How much can I salary sacrifice into my super fund?

Contributing to a superannuation or super fund is the Aussie way of setting aside money for life after retirement. Employers are required by law to contribute on behalf of their employees. 

To boost your retirement funds, you can check if your employer will let you make an additional super contribution from your before-tax salary, also known as making a salary sacrifice. You may qualify for a tax deduction on this contribution if you don’t exceed the concessional contributions cap for the year, or if your previous years’ contributions were lower than the maximum. 

How does the concessional contribution cap affect salary-sacrificed super contributions?

According to the Australian Taxation Office (ATO), three kinds of super contributions can qualify for a concessional or lower tax rate, which is currently 15 per cent. These contributions include: 

the superannuation guarantee or compulsory super contribution made by your employer which must amount to at least 10 per cent of your salary before tax.
Contributions you make through a salary-sacrificing arrangement with your employer.
Contributions your spouse makes to your super fund.

To qualify for the lower tax rate, the sum of these contributions should not exceed the concessional contributions cap set at $27,500 by the Australian Tax Office (ATO) for the financial year, which started on 1 July 2021. Note that this cap was earlier stipulated as $25,000, from 1 July 2017 to 30 June 2021, and that the ATO allows you to carry forward the “unused cap”, meaning the further concessional contribution you could have made but did not, perhaps due to a period of unemployment. 

Accordingly, you can calculate the cap available to you based on the contributions made in the last five financial years, including the current year.

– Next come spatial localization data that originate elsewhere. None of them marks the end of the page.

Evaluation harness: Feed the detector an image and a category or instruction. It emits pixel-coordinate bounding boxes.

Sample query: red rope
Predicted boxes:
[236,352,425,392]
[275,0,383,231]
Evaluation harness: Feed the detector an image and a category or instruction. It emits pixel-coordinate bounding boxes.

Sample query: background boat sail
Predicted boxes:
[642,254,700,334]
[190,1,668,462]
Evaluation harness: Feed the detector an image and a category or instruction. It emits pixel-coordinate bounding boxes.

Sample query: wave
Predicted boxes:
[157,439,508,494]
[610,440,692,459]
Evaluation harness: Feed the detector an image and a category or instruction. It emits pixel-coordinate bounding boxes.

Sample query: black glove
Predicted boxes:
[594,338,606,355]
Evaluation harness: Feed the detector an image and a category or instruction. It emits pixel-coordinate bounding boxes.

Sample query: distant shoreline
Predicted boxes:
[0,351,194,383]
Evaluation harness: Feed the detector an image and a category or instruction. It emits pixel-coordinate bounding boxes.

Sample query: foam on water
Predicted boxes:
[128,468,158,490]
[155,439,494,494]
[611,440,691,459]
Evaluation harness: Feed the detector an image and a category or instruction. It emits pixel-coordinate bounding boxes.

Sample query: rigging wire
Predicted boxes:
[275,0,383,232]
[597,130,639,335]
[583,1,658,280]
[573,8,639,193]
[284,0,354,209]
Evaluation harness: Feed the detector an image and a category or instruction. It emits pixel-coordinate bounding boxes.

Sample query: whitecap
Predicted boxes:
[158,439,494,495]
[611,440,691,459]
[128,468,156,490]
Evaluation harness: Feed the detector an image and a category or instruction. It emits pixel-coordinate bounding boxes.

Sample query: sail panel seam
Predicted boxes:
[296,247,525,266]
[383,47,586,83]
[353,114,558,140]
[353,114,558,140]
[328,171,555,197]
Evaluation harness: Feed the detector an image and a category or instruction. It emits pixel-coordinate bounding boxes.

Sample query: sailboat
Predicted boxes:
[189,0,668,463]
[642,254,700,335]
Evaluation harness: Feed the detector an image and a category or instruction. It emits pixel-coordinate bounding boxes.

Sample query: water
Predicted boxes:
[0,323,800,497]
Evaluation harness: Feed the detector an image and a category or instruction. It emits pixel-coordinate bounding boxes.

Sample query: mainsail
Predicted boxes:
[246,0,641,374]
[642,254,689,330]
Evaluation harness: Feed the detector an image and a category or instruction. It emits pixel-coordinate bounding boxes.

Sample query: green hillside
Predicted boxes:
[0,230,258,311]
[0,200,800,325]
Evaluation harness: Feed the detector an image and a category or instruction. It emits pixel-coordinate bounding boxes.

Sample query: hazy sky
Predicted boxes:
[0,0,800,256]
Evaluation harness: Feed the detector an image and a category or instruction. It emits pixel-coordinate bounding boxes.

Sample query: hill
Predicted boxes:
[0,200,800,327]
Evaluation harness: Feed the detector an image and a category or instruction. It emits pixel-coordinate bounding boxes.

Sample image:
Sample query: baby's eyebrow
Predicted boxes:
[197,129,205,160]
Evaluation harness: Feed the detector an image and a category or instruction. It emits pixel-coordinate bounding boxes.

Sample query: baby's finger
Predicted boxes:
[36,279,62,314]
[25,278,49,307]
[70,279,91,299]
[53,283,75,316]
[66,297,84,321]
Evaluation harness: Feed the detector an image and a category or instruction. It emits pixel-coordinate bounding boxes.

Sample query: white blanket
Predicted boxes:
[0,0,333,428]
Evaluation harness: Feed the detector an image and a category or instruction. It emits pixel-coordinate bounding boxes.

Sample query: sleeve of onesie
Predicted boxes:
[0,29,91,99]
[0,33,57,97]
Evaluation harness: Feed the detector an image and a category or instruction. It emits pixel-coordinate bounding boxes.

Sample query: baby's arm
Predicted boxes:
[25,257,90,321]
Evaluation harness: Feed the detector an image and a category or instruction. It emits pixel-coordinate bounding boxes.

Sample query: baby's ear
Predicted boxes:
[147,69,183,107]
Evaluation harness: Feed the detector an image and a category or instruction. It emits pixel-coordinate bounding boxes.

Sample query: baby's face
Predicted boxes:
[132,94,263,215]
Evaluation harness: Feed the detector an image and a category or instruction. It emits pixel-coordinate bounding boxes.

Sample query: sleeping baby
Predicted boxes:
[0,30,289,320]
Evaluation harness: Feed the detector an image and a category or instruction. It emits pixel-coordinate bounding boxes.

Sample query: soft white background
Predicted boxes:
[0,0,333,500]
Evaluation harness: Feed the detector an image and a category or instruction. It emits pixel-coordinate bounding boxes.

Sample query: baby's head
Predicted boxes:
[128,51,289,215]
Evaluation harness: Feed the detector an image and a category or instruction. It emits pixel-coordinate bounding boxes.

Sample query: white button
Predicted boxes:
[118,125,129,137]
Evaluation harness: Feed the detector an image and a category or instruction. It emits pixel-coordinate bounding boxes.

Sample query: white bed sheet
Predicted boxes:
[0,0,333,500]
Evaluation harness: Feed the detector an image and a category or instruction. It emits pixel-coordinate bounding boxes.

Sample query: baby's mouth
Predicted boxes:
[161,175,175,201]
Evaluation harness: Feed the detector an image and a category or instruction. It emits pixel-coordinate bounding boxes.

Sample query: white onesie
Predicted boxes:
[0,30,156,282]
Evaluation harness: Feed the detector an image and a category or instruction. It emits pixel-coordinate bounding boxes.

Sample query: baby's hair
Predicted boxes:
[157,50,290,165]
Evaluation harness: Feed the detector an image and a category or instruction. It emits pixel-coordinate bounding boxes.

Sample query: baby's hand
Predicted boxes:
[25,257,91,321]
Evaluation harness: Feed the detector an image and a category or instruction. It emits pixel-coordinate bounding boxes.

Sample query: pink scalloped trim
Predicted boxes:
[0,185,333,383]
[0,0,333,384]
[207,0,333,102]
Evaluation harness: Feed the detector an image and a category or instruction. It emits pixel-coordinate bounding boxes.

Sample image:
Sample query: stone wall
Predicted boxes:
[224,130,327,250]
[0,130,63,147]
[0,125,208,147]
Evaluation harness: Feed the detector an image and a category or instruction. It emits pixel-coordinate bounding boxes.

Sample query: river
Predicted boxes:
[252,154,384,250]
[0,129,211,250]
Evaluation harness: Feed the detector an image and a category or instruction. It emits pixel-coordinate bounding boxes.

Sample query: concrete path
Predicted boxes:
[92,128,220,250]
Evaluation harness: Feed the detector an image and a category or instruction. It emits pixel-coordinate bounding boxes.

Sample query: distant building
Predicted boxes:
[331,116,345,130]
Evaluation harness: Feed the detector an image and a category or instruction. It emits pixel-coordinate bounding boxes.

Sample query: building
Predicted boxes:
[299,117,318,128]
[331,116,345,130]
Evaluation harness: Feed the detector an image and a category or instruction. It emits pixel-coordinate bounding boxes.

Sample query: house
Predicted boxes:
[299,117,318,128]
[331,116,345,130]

However, if your total super fund balance at the end of the immediately previous financial year exceeded $500,000, you would not qualify for carrying forward the unused balance for the current year. 

Suppose your concessional contributions for 2020-2021 totalled $20,000 and your super fund balance on 30 June 2021 was $400,000. Your concessional contributions cap for 2021-2022 would amount to $32,500, the sum of the current year cap of $27,500 and the carried-forward cap of $5,000 from 2021-2022. You should also remember that concessional contributions above the cap are considered non-concessional contributions and taxed at a higher rate. 

What are the pros and cons of salary-sacrificed super contributions?

A salary-sacrificing arrangement for contributing to your super fund lowers the portion of your income taxed at the marginal rate, thus reducing your tax burden. If you keep track of concessional contributions to your super fund, you may also benefit from the tax deduction on the super contribution. Most significantly, you would add to your retirement funds in the process, ensuring a larger sum available for you in your old age.

However, you should ensure that your employer is not claiming a part of your salary-sacrificed contribution as their super guarantee contribution, as they deduct both amounts from your salary and pay the total into your super fund. Further, you have to keep track of your past super contributions - whether through salary sacrifices or personal deposits - and make sure you don’t end up paying extra tax on your super contributions. Also, as the tax is calculated on the amount received in your super fund by the contribution deadlines, you could end up not using your entire cap if the contribution is not deposited by your employer in time.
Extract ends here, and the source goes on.